Submitted by Assigned_Reviewer_5
Q1: Comments to author(s). First provide a summary of the paper, and then address the following criteria: Quality, clarity, originality and significance. (For detailed reviewing guidelines, see http://nips.cc/PaperInformation/ReviewerInstructions)
This paper describes a framework particularly useful for semi-supervised learning based on Fredholm kernels. The classical supervised learning optimization problem solved in kernel-based methods is extended to incorporate unlabeled information leading to discretized version of the Fredholm integral equation.
Quality
The paper has high technical quality with well-supported claims by theoretical analysis and convincing experimental results. The proposed formulation leads to a new data-dependent kernel that incorporates unlabeled information. The classifying function differs from the classical represent theorem solution but it is still elegant and easy to compute.
I have few comments: One is related to Equation 3 where the solution of the proposed optimization problem is described. Since the Authors mentioned that the associated kernel need not be PSD, does Equation 3 still hold in this case ? A proof on how Equation 3 was obtained could have been nice to see too. Another comment concerns the experimental section where the Authors chose an "optimal" parameter for all methods in the benchmark. How were those parameters determined ? What is meant with "optimal" ?
Clarity
The paper is clearly written and well-organized in most part. It is easy to follow and the main ideas are explain adequately. There are some typos though for example:
* Line 82: "... will a Euclidean ..." -> ... will be a Euclidean ..." * Line 83: "or" missing. * Section 4 title: "Fredhom" -> Fredholm * Line 247: "porportional" -> proportional * Line 283: "That is, or..." -> That is, for... * Line 352: Sentence needs to be rewritten.
Originality
The proposed approach is related to a recent NIPS publication ([9]) but it is novel in essence. It is clear how the work differs from this publication and others.
Significance
The results are important and significant. There was an significant effort to test the proposed method on several datasets in different application domains.
Q2: Please summarize your review in 1-2 sentences
Well-written paper with good theoretical basis and convincing experimental section. Submitted by Assigned_Reviewer_21
Q1: Comments to author(s). First provide a summary of the paper, and then address the following criteria: Quality, clarity, originality and significance. (For detailed reviewing guidelines, see http://nips.cc/PaperInformation/ReviewerInstructions)
The authors present an interesting new method for supervised and semi-supervised learning using Fredholm kernels. Many aspects of the method are discussed in detail. Overall, I find the paper very interesting.
Nevertheless, I still have a few suggestions and questions:
- section 2 (from eq 1 to eq on line 99):
Also in the Nystrom method one considers an approximation to an integral equation (in that case kernel PCA).
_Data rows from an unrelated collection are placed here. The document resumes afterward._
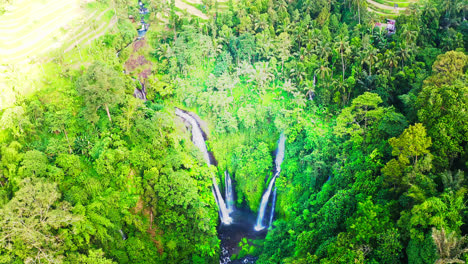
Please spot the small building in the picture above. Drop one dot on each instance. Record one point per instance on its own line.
(391, 26)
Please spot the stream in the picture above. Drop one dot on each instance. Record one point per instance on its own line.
(235, 223)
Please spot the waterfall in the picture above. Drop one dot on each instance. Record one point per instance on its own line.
(266, 196)
(229, 192)
(273, 207)
(199, 142)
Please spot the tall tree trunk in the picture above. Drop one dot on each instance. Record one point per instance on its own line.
(359, 12)
(108, 113)
(68, 141)
(342, 64)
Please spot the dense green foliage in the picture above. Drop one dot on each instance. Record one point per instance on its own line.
(376, 127)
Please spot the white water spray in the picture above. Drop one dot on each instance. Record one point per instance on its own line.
(229, 192)
(266, 196)
(272, 207)
(199, 142)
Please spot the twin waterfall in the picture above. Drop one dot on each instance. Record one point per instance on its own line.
(199, 142)
(229, 193)
(266, 196)
(226, 208)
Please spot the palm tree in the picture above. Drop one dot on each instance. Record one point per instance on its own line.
(370, 58)
(449, 246)
(359, 4)
(391, 60)
(323, 49)
(342, 46)
(404, 54)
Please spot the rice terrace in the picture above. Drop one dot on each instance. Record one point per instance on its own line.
(33, 27)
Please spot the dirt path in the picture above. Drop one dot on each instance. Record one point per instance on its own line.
(190, 9)
(385, 6)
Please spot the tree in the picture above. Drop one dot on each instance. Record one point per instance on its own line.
(101, 86)
(16, 120)
(343, 48)
(449, 246)
(31, 221)
(413, 158)
(283, 47)
(356, 120)
(443, 104)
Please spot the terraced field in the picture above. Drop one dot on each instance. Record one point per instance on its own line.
(33, 27)
(388, 8)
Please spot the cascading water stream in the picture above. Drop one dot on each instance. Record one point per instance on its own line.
(199, 142)
(266, 196)
(272, 208)
(229, 192)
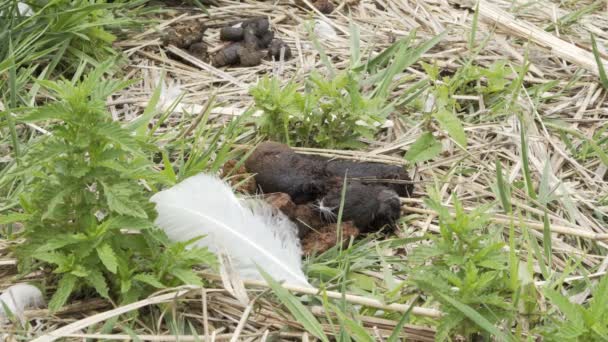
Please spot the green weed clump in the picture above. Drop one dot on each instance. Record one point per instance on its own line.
(327, 113)
(466, 270)
(86, 208)
(578, 322)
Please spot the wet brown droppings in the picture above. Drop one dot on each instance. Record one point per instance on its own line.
(249, 38)
(327, 236)
(240, 178)
(371, 199)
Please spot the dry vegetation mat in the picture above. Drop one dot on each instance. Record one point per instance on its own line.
(497, 109)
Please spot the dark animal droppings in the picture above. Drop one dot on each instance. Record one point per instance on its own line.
(371, 201)
(232, 34)
(228, 55)
(274, 51)
(324, 6)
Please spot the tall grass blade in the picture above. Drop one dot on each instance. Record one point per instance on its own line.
(474, 316)
(503, 192)
(600, 64)
(299, 311)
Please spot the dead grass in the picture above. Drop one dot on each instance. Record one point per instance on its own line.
(514, 28)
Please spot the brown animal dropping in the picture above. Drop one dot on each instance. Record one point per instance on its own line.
(248, 39)
(372, 189)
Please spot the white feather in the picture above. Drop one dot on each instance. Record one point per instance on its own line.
(18, 298)
(251, 232)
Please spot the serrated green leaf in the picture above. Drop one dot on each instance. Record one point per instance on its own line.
(14, 217)
(355, 329)
(61, 241)
(188, 277)
(52, 258)
(299, 311)
(424, 148)
(108, 257)
(451, 124)
(477, 318)
(96, 279)
(54, 203)
(149, 279)
(118, 200)
(64, 290)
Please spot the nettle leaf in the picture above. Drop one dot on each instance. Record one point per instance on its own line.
(14, 217)
(61, 241)
(186, 276)
(119, 136)
(424, 148)
(450, 122)
(149, 279)
(117, 197)
(53, 205)
(96, 279)
(53, 258)
(64, 290)
(108, 257)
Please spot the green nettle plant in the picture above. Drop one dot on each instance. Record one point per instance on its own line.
(328, 113)
(87, 213)
(466, 271)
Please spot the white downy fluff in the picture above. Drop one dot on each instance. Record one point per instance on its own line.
(251, 232)
(18, 298)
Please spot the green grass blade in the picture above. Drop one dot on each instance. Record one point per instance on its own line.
(474, 27)
(600, 64)
(547, 240)
(526, 162)
(502, 189)
(404, 319)
(299, 311)
(477, 318)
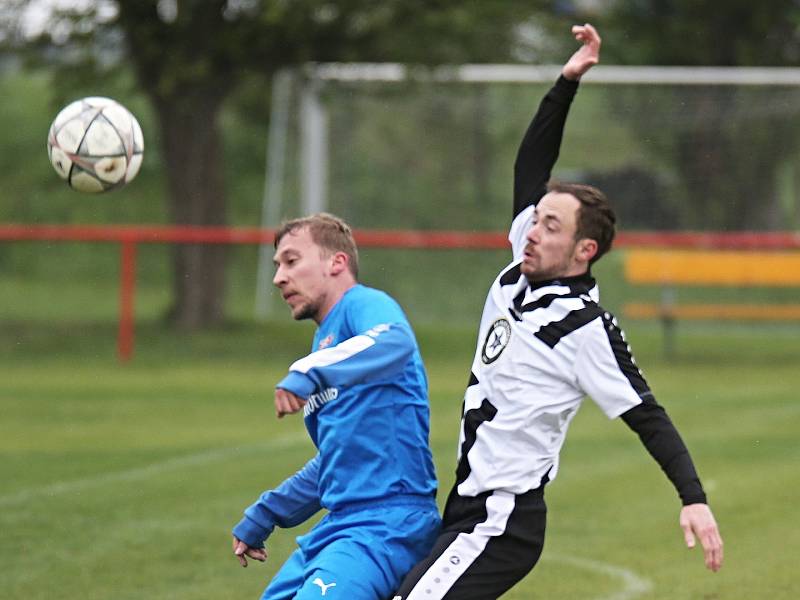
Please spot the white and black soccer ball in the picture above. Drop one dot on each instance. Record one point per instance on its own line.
(95, 144)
I think it would be good if the authors could mention this and also explain in what sense the approach is similar or different.
- section 2 eq 2:
In the area of support vector machines and kernel methods also approaches with operator equations have been presented in literature. It would be good to mention this work and explain in which sense eq 2 is a special case of it (or explain how it differs).
- section 2 line 128 representer theorem:
Eq 2 is less common in learning theory. The authors assume that a representer theorem exists. They should prove a representer theorem here or otherwise give a precise reference and explain how eq 2 is a special case of it.
- section 4 eq 8:
The interpretation as soft-thresholding PCA is nice and interesting. How does it differ from other methods like Fisher kernels and probability product kernels?
- typos:
line 165 Not that line 221 achived line 341 chossing line 672 Table ??
Q2: Please summarize your review in 1-2 sentences
New approach to supervised and unsupervised learning using Fredholm kernels, which are data-dependent. Submitted by Assigned_Reviewer_28
Q1: Comments to author(s). First provide a summary of the paper, and then address the following criteria: Quality, clarity, originality and significance. (For detailed reviewing guidelines, see http://nips.cc/PaperInformation/ReviewerInstructions)
The authors proposed a data dependent kernel called Fredholm kernels. The novelty of the kernel is to use unlabeled dataset in natural way. Authors showed that several theoretical property of the kernel and experimentally verified that the kernel compares favorably with existing state-of-the-art method.
The paper is well written and organized.
Detailed comments: 1. Is there any systematic approach to select kernel width for freadholm kernel? For example, under some assumption, can you select a kernel width by cross validation? 2. It would be nice to add some toy experiments to show the case the proposed method might not work. I just want to know in which setting the proposed method is most effective.
Q2: Please summarize your review in 1-2 sentences
The paper is interesting and is very clearly written. I vote for an acceptance. Q1:Author rebuttal: Please respond to any concerns raised in the reviews. There are no constraints on how you want to argue your case, except for the fact that your text should be limited to a maximum of 6000 characters. Note however, that reviewers and area chairs are busy and may not read long vague rebuttals. It is in your own interest to be concise and to the point. We thank all reviewers for the thoughtful comments. We will incorporate them into the future revisions of this paper.
Reviewer 21:
The integral operator does play an important role in many machine learning algorithms. Nystrom method can be used to approximate the kernel and in fact can be combined with our approach to improve computational efficiency. We will add more discussion in the revision.
For Eq 2 and 3, we will provide more discussion of the related work. As far as the Representer Theorem is concerned, the proof uses the standard techniques. We will add it for completeness in the appendix of the revision.
Thanks for the interesting pointer to Fisher and probability-product kernels. We will look into that.
Reviewer 28:
Indeed the selection of kernel width is important for our method and it is not a trivial problem. However, the same difficulty applies to all kernel methods. The good news is that several of our methods do not increase the number of parameters compared to the standard kernel methods, while potentially achieving better performance using unlabeled data. If the size of the training data is sufficient, then cross-validation can be used.
As for the second question – our method has the most advantage over graph-based methods (e.g., LapSVM), i.e, is most effective, when the data satisfies the noise assumption but not the cluster assumption.
Reviewer 5:
Note that we need two kernels (K and K_H) to define our Fredholm kernel, and only one of them (K_H) has to be PSD for the resulting kernel to be PSD as well (see Proposition 1). Similarly Eq. 3 holds if K_H is PSD. The proof uses standard techniques. We will add it in the appendix of the revision.
Parameter selection is a hard problem, especially when the number of training data is small. To have a fair comparison between the algorithms, we choose the parameters which give best performance on a separate validation set for each algorithm. We will clarify that in the paper.
|